SRE / DevOps / Kubernetes Weekly Collection#87(Week 39, 2021)
- In this blog post series, I collect the following 3 Weekly Mailing List I subscribe to, leave some comments as an aide-memoire and useful links.
- Actually, I have already published the same content in my Japanese blog and am catching-up in English in this series.
- I hope it contributes to the people browsing this kind of information as a reference.
DEVOPS WEEKLY ISSUE #561 September 26th, 2021
SRE Weekly Issue #289 September 26th, 2021
KubeWeekly # 279 October 1st, 2021
DEVOPS WEEKLY ISSUE #561 September 26th, 2021
News
- The title is “2021 Accelerate State of DevOps report addresses burnout, team performance”.
- The DORA (DevOps Research and Assessment) team from Google Cloud has introduced the 2021 Accelerate State of DevOps Report with the new findings from this year’s report.
- The title is “How Paul Osman thinks about long-term strategies, open telemetry, and the value of boring systems”.
- An article in a series of interviews with standout engineering leaders to learn what’s top of mind for them, called “Level-Up”. As the title suggests, the interviewer, or the author, has extracted the points from an interview video with Paul Osman, a Staff Platform Engineer at Honeycomb.
- At the end is a video of the entire interview for about 30 minutes embedded.
A post on the evolution of distributed tracing over the past 5 years.
- The title is “Five years evolution of open-source distributed tracing”.
- It summarizes what the author has learned in the five years since It started working on the OSS distributed tracing project, shows the evolution of the OSS distributed tracing space in chronological order, and peek into the future.
- The explanation focuses on the following projects summarized in the Reference.
○ Hawkular APM: https://hawkular.gitbooks.io/hawkular-apm-user-guide/content/
○ Jaeger Tracing: https://www.jaegertracing.io/
○ Zipkin: https://zipkin.io/
○ OpenTelemetry: https://opentelemetry.io/
○ OpenCensus: https://opencensus.io/
○ Hypertrace: https://www.hypertrace.org/
○ SigNoz: https://signoz.io/
○ Apache SkyWalking: https://skywalking.apache.org/
○ W3C Trace-Context: https://www.w3.org/TR/trace-context/
○ Grafana Tempo: https://github.com/grafana/tempo
- The title is “How DevOps teams are using — and abusing — DORA metrics”.
- As the title and comments from the Editor above, DORA (DevOps Research and Assessment) metrics are explained in the following points.
○ DORA metrics can be a double-edged sword
○ Here’s the problem you really need to solve
○ It all starts with building the right culture
○ Keep learning
- The title is “Anatomy of a Cloud Infrastructure Attack via a Pull Request”.

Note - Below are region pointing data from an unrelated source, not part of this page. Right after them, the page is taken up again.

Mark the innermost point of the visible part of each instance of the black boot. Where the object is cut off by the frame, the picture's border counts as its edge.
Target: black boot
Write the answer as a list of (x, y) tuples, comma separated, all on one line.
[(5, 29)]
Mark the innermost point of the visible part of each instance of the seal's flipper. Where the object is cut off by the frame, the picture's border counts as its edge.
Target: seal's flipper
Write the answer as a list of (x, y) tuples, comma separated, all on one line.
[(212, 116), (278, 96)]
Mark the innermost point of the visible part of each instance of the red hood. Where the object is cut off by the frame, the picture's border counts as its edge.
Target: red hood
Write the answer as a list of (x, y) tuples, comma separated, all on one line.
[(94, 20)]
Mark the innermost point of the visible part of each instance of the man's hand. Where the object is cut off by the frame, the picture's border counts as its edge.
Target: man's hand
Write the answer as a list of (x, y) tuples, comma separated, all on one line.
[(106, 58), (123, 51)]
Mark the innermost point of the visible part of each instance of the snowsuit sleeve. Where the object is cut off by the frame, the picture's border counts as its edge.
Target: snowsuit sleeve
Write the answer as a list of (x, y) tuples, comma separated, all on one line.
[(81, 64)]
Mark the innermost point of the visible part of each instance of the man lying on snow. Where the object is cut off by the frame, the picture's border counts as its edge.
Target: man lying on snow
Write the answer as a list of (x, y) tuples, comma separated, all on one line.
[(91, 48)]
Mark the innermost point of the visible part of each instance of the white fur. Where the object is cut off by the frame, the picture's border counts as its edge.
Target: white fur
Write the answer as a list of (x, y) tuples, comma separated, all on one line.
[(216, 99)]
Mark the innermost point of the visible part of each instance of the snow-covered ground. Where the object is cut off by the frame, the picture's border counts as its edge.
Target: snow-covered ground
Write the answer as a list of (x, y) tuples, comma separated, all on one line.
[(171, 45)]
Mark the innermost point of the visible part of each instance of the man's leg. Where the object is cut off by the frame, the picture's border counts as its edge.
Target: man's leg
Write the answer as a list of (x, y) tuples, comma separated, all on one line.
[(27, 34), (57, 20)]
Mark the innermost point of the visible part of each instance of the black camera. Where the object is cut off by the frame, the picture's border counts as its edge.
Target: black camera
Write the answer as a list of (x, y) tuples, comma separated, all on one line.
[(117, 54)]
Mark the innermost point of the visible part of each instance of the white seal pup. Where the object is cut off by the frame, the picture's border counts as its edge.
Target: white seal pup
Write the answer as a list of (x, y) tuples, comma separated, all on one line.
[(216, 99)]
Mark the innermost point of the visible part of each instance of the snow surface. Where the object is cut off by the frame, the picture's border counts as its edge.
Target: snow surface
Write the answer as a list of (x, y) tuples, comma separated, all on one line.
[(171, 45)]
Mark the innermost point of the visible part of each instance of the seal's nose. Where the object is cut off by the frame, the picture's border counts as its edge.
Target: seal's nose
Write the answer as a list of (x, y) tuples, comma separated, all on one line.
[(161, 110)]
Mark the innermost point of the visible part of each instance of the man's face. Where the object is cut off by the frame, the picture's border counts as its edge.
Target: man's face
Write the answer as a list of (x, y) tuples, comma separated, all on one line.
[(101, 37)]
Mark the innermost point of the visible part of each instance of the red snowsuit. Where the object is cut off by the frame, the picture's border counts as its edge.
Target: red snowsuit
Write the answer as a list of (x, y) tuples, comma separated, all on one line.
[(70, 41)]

- It focuses on the April 2021 vulnerability that allows malicious pull requests to the Github repository to gain access to production, and the key areas where we are improving CI/CD tools and practices. It is explained in the following points.
○ Context
○ Technical details
○ Response
○ Advice to others
○ Wrap-up
- The title is “SRE deep dive into Linux Page Cache”.
- Chapter 0 page of the series that describes the Linux page cache. Chapter structure is as follows.

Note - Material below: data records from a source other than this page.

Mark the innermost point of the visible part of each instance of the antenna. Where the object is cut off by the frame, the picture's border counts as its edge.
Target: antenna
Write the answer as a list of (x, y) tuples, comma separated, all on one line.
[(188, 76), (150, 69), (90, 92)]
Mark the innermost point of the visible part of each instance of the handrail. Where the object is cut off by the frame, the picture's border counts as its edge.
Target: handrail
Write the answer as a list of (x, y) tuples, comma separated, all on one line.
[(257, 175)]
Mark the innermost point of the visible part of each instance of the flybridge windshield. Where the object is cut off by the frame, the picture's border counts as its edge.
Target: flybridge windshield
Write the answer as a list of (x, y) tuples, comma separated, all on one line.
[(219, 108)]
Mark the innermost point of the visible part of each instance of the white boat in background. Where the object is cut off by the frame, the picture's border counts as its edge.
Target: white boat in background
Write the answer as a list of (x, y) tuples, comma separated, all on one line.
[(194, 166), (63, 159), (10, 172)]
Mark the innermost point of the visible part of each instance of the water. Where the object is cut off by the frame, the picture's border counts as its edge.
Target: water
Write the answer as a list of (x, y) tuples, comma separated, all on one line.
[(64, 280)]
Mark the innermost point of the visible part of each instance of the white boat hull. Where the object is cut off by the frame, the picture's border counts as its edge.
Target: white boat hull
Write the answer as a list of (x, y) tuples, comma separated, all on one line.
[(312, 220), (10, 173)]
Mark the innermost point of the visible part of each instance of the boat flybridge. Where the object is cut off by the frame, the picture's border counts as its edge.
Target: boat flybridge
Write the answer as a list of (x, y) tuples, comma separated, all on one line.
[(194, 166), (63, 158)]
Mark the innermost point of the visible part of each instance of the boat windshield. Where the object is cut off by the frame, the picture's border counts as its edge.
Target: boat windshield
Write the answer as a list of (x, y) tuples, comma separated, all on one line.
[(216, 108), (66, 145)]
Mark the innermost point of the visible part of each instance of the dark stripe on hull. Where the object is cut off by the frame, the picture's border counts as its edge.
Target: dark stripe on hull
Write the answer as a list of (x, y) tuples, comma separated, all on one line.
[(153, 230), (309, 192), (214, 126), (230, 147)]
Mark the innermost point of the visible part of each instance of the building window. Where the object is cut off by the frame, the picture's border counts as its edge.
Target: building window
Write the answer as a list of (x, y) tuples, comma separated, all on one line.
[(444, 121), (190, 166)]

0. Linux Page Cache for SRE
1. Prepare environments
2. Essential theory
3. Basic file operations
4. Eviction and page reclaim
5. More about mmap()
6. Cgroup v2
7. Unique set and working set
8. Direct IO
9. Advanced tools
- The title is “Common Kubernetes Errors Made by Beginners [2021]”.
- Of the common Kubernetes beginner’s errors the author has noticed in its years of experience with Kubernetes and consultation with various clients, it has selected and explained the following six common errors.
- The selector of the labels on the service does not have a match with the pods
- Wrong container port mapped to the service
- CrashLoopBackOff
- Liveness and readiness probes
- Resources — Requests and Limits
- Too many load balancer–type services
Events
- The Data on Kubernetes Community (DOK) will host the following events.
○ DoK Day North America 2021 @ KubeCon
○ Tuesday, October 12 9:00 AM — 5:00 PM PDT
○ Virtual + Los Angeles, California
Tools
- A web page for “jsPolicy”, a simpler and faster Kubernetes policy engine that uses JavaScript or TypeScript.
- In the item “Why yet another policy engine for Kubernetes?”, there is a comparison table between OPA and Kyverno, and it is easy to understand where it appeals for its superiority.
- Click here for the GitHub page.
- The GitHub page of “GitOops”, a tool that helps attackers and defenders identify lateral movements and privilege escalation paths in GitHub organizations by exploiting CI/CD pipelines and GitHub access controls.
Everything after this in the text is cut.